Pourtant ce dernier a assez d'atouts pour séduire les amateurs d'aventures. Déjà, parce que le réalisateur fait preuve d'une belle maitrise du casting, puisqu'il doit gérer une dizaine de personnages, même si certains sont fatalement sacrifiés et moins développés, là encore du fait d'un montage serré imposé par les moyens mis à sa disposition. Mais ils existent bel et bien, grâce à une petite phrase qui sonne juste, ou un geste essentiel, d'autant que Sturges ne monopolise pas la caméra sur sa star. Cette capacité à gérer les castings multiples sera une constante chez lui, ce qui est particulièrement visible dans des films comme Fort Bravo, Les Sept mercenaires, La Grande évasion, et jusqu'à son dernier film, L'Aigle s'est envolé.

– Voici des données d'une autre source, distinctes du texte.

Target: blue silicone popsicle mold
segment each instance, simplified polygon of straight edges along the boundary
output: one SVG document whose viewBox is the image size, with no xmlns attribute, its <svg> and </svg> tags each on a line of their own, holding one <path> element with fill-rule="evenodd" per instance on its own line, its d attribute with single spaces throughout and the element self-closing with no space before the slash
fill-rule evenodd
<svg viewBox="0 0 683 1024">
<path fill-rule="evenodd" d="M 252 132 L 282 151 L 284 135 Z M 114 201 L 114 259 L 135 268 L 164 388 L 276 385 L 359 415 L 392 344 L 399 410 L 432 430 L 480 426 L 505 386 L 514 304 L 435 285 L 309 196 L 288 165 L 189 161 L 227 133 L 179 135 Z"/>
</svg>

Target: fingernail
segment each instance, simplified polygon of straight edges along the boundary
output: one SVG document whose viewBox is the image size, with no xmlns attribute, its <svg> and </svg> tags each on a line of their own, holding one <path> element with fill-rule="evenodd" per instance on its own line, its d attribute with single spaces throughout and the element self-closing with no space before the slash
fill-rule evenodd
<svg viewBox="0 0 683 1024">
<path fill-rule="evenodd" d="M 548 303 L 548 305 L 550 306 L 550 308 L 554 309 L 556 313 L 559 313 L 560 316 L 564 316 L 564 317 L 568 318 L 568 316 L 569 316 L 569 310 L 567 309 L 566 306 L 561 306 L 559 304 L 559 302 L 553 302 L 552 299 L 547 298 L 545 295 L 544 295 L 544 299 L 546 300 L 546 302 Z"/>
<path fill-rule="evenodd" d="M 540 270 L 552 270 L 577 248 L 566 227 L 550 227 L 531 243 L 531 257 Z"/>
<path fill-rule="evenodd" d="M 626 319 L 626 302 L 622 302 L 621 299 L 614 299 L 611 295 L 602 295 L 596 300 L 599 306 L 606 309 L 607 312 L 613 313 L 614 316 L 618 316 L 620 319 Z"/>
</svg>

Autre point positif, le réalisateur a un indéniable sens du cadre. Loin du Cinémascope de ses futurs grosses réalisations, il n'en est pas moins à l'aise avec son format 1.37, et compose de beaux plans, comme ceux d'ensemble montrant le groupe creusant le sable à la recherche d'un indice de la présence du magot tant convoité, sur lesquels se penchent, vu le sujet, et toutes proportions gardées, les fantômes des Rapaces d'Erich von Stroheim (1924), puisque c'est essentiellement la cupidité qui va amener ces hommes dans le désert et s'y affronter. La photo noire et blanche, du chef opérateur Charles Lawton, un habitué du cinéma d'aventure et du western (L'Homme du Nevada, Le Cavalier de la mort, Le Relais de l'or maudit, Trois heures pour tuer, Comanche Station... ), est très belle et nuls doutes que si l'homme avait un peu moins œuvré pour le genre au détriment d'un cinéma plus « oscarisable », il aurait eu droit dans sa carrière au moins à une nomination pour une statuette dorée...

Enfin, John Sturges n'est pas maladroit à filmer la tension montante dans le groupe, installant une sorte d'ambiance de huis-clos à ciel ouvert. Il sait aussi filmer l'action, comme en témoigne le règlement de compte final durant une tempête de sable qui dispute sa violence à celles des hommes.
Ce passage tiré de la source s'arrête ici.